Only 18 are in line for top job
In the line of presidential succession, who would follow the secretary of Homeland Security?
— J.L., by e-mail
We're a little chagrined to admit, J.L., that we couldn't tell you the name of the current secretary of the U.S. Department of Homeland Security until we hooked up with our old friend Google. But we're not smarter than a fifth-grader, either.
(For others stuck at our grade level, it's former Arizona Gov. Janet Napolitano. And according to dhs.gov, she's done everything in her power to protect the country but personally search every hole in Afghanistan or Pakistan for Osama bin Laden.)
Even a fifth-grader knows that if for some reason the president can no longer serve — he dies, he resigns, he's removed from office, he no longer has the ability or he doesn't qualify — the vice president takes over.

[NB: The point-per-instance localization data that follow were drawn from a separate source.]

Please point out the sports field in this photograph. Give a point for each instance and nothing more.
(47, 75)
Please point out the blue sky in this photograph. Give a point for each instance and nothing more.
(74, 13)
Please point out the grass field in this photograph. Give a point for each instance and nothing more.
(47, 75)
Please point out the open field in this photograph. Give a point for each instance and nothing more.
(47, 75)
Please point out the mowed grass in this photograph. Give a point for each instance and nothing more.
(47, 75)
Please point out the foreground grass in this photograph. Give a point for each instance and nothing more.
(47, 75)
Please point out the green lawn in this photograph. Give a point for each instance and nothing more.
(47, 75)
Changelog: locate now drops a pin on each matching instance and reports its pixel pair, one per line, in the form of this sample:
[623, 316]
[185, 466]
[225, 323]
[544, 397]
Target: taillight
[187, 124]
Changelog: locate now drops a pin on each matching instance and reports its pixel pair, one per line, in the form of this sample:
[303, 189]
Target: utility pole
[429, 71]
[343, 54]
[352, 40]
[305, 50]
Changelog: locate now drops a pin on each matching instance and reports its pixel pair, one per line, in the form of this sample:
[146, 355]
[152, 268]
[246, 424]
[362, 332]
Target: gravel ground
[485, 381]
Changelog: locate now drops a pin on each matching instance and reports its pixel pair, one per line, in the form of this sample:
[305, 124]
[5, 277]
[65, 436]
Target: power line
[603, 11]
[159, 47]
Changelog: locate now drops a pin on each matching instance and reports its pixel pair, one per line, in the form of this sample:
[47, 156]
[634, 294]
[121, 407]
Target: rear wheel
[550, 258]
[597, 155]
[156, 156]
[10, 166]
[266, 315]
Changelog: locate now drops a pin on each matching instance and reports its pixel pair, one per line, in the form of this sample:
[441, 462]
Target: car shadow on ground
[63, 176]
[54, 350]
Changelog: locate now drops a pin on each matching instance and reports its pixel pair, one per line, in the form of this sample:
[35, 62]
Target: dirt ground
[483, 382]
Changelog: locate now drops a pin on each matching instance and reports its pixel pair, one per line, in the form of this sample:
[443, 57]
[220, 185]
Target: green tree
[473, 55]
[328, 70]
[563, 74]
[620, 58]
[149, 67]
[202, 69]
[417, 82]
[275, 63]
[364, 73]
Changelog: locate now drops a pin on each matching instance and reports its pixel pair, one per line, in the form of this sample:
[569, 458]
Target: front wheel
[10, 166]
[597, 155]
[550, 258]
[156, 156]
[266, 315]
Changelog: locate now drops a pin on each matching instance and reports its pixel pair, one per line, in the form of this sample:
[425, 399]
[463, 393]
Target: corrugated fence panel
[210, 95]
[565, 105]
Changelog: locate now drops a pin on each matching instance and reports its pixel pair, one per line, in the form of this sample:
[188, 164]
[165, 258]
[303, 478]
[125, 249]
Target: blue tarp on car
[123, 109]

After that, it's the speaker of the House, then the president pro tempore of the Senate, then a long list of mucky-mucks that includes every cabinet member down to the secretary of Homeland Security, providing all of the above for some reason can't take on the job of our country's highest office.
In the U.S. Code, the list ends there. No more successors.
We can only hope that if there's a catastrophic event of such a magnitude that all 18 in line for succession die at the same White House party, then members of Congress who weren't invited would gather together and start electing some leaders.
A plot best left in "2012" director Roland Emmerich's hands, we would think.